Con la masacre de Tlatelolco aún caliente, Florescano recordaba que una tarde los militares balearon el Colmex. También participar en la caminata del silencio, desde la universidad hasta el Zócalo. A su padre, el profesor de secundaria, lo habían metido en la cárcel. Así sintetizaba la herencia del 68 mexicano para su generación: “Fue una época muy tremenda. Nos afectó mucho y por eso tantos salimos así. Con el intento de utilizar las ciencias sociales para comunicar los problemas del país a la sociedad”.
A ese afán didáctico por sacar a la academia de sus mazmorras, algunos lo han llamado “la fórmula Florescano”. Desde su época de estudiante no paró de alentar proyectos y fundar revistas. En la secretaría de Educación fueron más de 100 libros. Investigaciones europeas o estadounidenses traducidas y editadas por 10 pesos. Dirigió la revista Historia mexicana, referente en la divulgación histórica latinoamericana de los años setenta. Y de unas reuniones clandestinas en el castillo de Chapultepec, por las que se pasaban desde Carlos Monsiváis a Luis Villoro o Emilio Pacheco, nació Nexos en 1978, dirigida hoy con Aguilar Camín.

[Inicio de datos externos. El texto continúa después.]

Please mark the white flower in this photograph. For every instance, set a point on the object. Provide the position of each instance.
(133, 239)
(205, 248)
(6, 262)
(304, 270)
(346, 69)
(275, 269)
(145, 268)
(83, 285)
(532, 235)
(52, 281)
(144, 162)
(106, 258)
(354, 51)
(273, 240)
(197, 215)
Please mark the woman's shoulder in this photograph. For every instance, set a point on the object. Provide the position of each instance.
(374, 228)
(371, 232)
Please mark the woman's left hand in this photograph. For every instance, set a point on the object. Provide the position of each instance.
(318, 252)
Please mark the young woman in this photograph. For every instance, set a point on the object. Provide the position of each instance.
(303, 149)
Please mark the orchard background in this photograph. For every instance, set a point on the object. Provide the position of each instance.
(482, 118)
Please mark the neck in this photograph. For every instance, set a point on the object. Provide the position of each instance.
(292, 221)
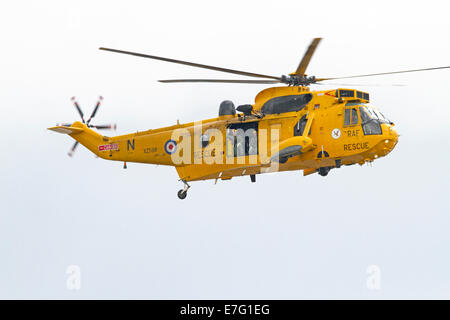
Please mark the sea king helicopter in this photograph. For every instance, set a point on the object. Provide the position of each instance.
(287, 128)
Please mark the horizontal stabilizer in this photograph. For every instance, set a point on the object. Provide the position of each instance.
(66, 130)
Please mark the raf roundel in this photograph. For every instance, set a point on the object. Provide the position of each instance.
(170, 146)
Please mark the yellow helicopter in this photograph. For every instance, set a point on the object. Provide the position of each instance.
(287, 128)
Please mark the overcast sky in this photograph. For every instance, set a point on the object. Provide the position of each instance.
(286, 236)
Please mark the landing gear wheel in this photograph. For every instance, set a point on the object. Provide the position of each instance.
(182, 194)
(324, 171)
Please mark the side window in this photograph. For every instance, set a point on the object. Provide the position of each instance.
(242, 139)
(300, 126)
(351, 117)
(347, 117)
(354, 116)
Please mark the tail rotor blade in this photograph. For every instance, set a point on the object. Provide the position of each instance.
(70, 153)
(78, 108)
(94, 112)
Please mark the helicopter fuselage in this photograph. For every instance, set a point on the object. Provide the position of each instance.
(295, 128)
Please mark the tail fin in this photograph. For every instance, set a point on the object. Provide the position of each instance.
(81, 133)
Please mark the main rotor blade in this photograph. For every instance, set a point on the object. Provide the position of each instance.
(221, 81)
(105, 126)
(382, 73)
(243, 73)
(361, 84)
(300, 72)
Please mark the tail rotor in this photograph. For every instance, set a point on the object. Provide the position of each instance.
(88, 122)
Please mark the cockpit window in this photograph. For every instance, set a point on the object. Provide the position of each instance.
(286, 103)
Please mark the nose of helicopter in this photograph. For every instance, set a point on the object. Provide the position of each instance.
(390, 140)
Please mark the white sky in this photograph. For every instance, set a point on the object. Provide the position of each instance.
(287, 236)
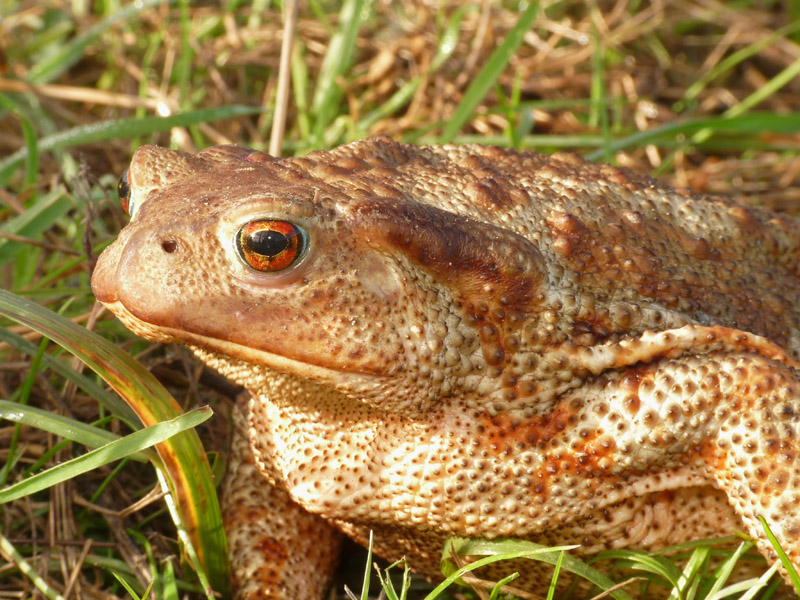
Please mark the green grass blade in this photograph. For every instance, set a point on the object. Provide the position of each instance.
(8, 549)
(518, 548)
(77, 431)
(338, 59)
(54, 65)
(183, 457)
(109, 401)
(488, 75)
(38, 218)
(787, 564)
(122, 128)
(751, 123)
(116, 450)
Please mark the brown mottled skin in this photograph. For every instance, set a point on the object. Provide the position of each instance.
(477, 342)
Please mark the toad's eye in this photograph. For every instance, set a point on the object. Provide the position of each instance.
(124, 191)
(271, 246)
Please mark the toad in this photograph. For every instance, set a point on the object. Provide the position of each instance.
(470, 341)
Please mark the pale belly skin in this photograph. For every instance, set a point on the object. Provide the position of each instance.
(469, 341)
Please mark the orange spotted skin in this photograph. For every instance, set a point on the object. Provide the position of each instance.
(471, 341)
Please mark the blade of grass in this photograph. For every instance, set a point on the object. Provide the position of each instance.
(52, 66)
(7, 549)
(784, 559)
(488, 75)
(122, 128)
(116, 450)
(754, 122)
(338, 59)
(512, 548)
(88, 435)
(730, 62)
(189, 474)
(38, 218)
(109, 401)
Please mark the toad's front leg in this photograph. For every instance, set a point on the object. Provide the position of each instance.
(755, 455)
(730, 417)
(277, 549)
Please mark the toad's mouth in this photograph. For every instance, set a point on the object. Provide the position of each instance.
(238, 352)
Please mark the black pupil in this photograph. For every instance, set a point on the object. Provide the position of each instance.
(123, 187)
(267, 242)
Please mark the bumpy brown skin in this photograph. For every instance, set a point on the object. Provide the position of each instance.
(478, 342)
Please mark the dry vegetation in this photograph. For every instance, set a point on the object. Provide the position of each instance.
(586, 76)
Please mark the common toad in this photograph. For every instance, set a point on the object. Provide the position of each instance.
(472, 341)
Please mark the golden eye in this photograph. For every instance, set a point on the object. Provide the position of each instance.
(271, 246)
(124, 191)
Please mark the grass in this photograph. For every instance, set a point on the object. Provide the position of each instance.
(702, 94)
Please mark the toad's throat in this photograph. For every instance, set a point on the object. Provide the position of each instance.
(236, 351)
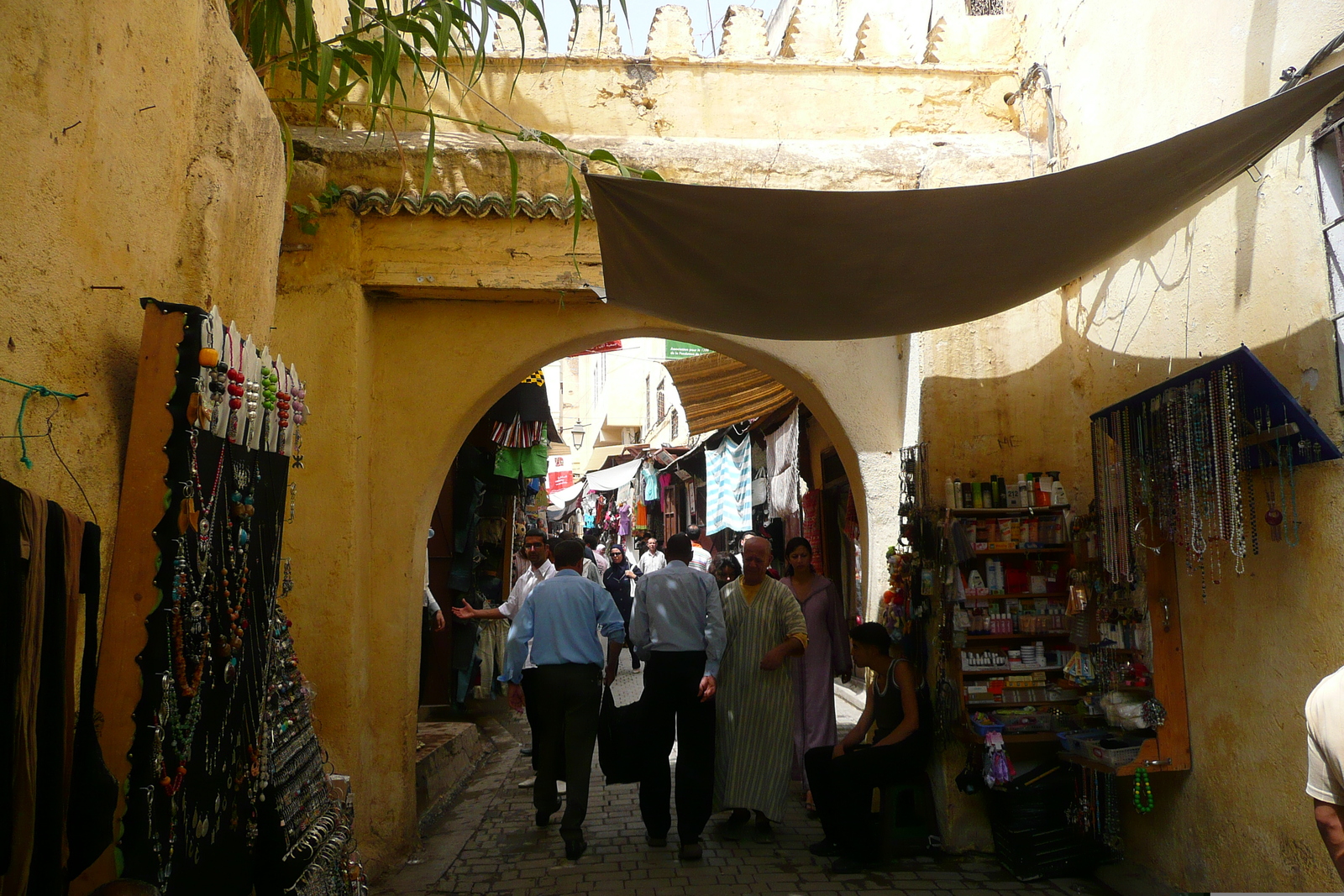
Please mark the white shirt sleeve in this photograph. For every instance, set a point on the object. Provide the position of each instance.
(1326, 741)
(515, 597)
(429, 602)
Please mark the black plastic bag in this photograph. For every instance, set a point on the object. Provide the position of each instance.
(620, 741)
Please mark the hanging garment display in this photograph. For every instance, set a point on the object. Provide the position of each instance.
(812, 521)
(759, 476)
(57, 804)
(523, 417)
(228, 792)
(522, 461)
(727, 472)
(781, 459)
(651, 483)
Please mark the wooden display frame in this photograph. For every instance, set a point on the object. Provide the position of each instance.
(132, 594)
(1169, 750)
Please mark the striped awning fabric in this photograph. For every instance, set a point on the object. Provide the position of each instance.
(718, 391)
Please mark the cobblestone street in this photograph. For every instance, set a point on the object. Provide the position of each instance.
(487, 842)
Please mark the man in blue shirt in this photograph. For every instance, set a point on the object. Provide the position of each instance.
(559, 621)
(678, 626)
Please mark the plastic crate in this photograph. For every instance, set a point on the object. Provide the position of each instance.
(983, 730)
(1113, 755)
(1055, 852)
(1081, 741)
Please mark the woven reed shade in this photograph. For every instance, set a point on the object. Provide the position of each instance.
(719, 391)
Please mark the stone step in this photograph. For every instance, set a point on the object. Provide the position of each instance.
(447, 754)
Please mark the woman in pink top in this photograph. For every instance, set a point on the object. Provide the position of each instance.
(827, 656)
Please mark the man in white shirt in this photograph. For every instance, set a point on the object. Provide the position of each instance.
(699, 557)
(1324, 761)
(541, 569)
(652, 559)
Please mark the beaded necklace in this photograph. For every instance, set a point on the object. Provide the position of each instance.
(1142, 792)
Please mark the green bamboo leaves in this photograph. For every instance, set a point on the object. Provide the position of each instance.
(363, 66)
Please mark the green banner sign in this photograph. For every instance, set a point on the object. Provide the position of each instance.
(676, 349)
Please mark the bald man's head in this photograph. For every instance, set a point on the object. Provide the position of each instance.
(756, 558)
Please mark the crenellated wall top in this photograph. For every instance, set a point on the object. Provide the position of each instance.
(958, 33)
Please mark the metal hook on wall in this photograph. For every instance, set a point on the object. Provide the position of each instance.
(1140, 543)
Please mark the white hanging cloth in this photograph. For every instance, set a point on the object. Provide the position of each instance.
(781, 461)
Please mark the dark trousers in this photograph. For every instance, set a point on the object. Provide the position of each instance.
(672, 710)
(530, 707)
(843, 788)
(564, 718)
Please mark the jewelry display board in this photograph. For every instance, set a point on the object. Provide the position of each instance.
(1173, 464)
(228, 788)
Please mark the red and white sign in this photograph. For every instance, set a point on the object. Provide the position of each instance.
(559, 472)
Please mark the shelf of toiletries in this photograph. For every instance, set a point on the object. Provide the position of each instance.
(1015, 533)
(1030, 490)
(1025, 661)
(979, 512)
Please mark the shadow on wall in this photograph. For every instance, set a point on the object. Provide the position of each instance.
(1240, 819)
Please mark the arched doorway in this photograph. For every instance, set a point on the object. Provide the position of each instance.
(612, 443)
(407, 379)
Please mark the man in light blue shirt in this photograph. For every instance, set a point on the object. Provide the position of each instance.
(678, 626)
(559, 622)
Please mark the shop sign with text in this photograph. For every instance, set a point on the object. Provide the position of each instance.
(559, 472)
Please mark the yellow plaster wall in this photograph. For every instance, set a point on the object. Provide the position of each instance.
(729, 98)
(1012, 394)
(141, 155)
(396, 385)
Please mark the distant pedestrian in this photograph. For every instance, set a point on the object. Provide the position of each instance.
(699, 557)
(1326, 762)
(620, 584)
(827, 658)
(725, 569)
(598, 551)
(558, 627)
(539, 569)
(678, 627)
(754, 734)
(652, 558)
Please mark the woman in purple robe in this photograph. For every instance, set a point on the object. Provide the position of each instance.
(827, 656)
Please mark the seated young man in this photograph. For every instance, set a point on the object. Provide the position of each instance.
(844, 775)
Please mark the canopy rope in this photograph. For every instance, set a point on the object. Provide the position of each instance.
(30, 390)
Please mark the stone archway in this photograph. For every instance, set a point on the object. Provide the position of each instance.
(403, 382)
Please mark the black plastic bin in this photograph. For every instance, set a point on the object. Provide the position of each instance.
(1032, 836)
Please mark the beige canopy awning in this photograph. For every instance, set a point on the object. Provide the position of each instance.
(812, 265)
(718, 391)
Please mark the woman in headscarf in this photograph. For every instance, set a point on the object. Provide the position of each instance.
(725, 569)
(620, 582)
(827, 656)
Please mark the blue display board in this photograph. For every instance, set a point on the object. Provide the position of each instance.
(1283, 419)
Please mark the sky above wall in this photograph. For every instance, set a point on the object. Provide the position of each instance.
(638, 13)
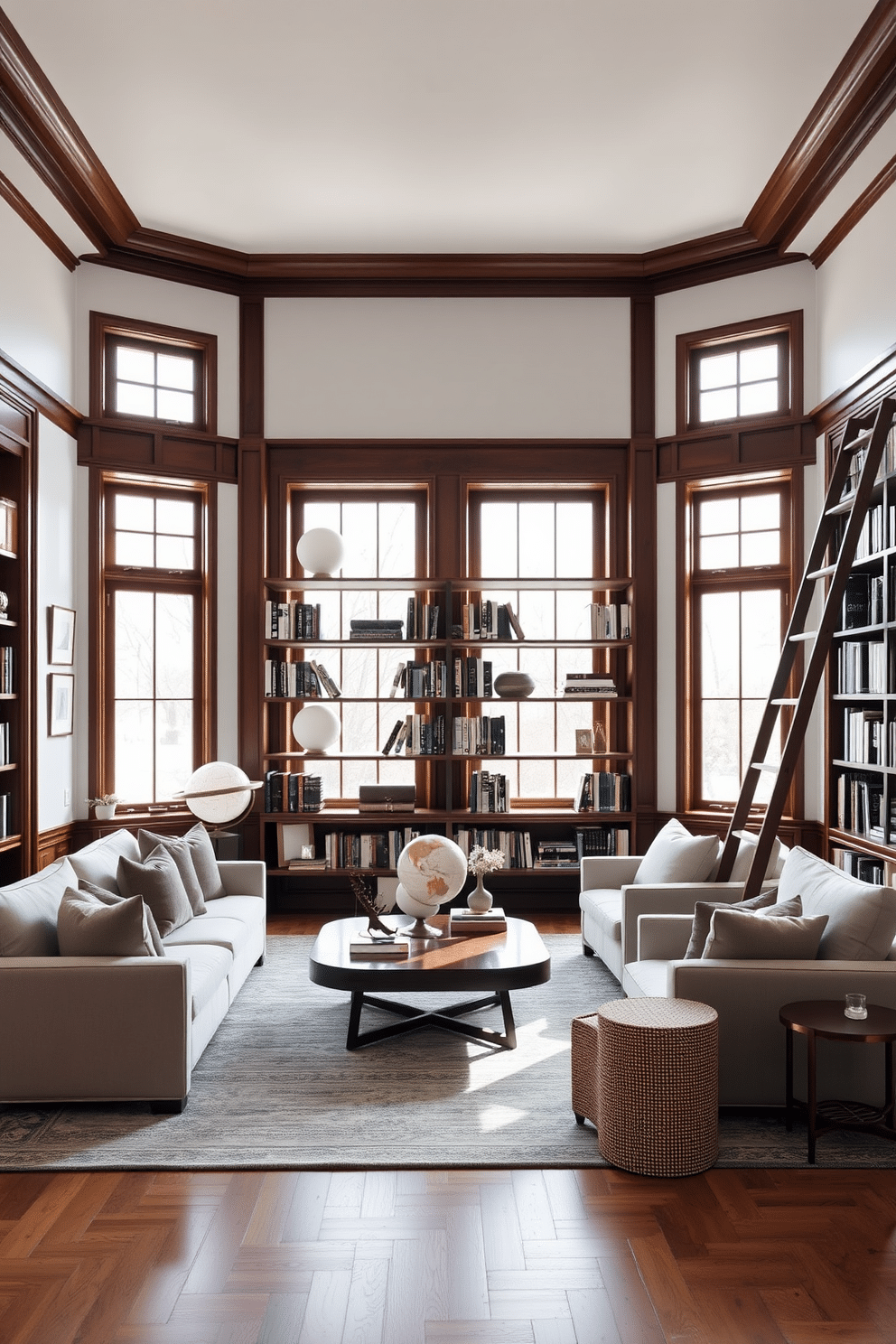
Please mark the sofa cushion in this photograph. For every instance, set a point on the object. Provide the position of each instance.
(98, 862)
(757, 936)
(678, 856)
(862, 922)
(159, 883)
(705, 909)
(28, 911)
(182, 854)
(109, 898)
(91, 926)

Florescano definía, quizá, su proyecto más mediático como “una revista abierta a la crítica del México actual y diferente a Vuelta”. La referencia a la revista de Octavio Paz, fundada un año antes, no es causal. El Nobel mexicano era ya el gran patriarca cultural con posiciones cada vez más escoradas a la derecha. Florescano recordaba una charla durante una cena en casa de otro diplomático en la que Paz le dijo: “Ustedes son realmente comunistas”. Años más tarde, se volvieron amigos.
El robo del siglo
Con todo ese bagaje acumulado, en 1982 es nombrado Director General del Instituto Nacional de Antropología e Historia (INAH). Jefe máximo del patrimonio antiguo mexicano, le toca vivir en primera fila el conocido popularmente en México como “el robo del siglo”. En 1985, dos jóvenes se colaron por el conducto del aire acondicionado del museo y se llevaron 140 piezas arqueológicas. El suceso conmocionó al país, que andaba recuperándose de la enésima devaluación del peso. “Fui el chivo expiatorio de todo eso”, contaba recordando con resignación un episodio que cambió su carrera.
Como jefe del INAH respondió ante la prensa y asumió las responsabilidades. “No podía salir a la calle, ir a la universidad, porque me perseguían los periodistas”. Llegó a presentar su dimisión, pero no solo siguió en su cargo, sino que se encerró en la biblioteca y se reencontró con el maíz. “Lo que tenía a mano eran libros de la antigüedad, que ya había trabajado en artículos, pero no tan intensamente, porque mi especialidad era la historia agrícola”. Así, pasó de los precios a los mitos del maíz con su primer libro sobre historia cultural, Memoria mexicana. Después vinieron El mito de Quetzalcóatl, Dioses y héroes del México antiguo o ¿Cómo se hace un dios? Creación y recreación de los dioses en Mesoamérica.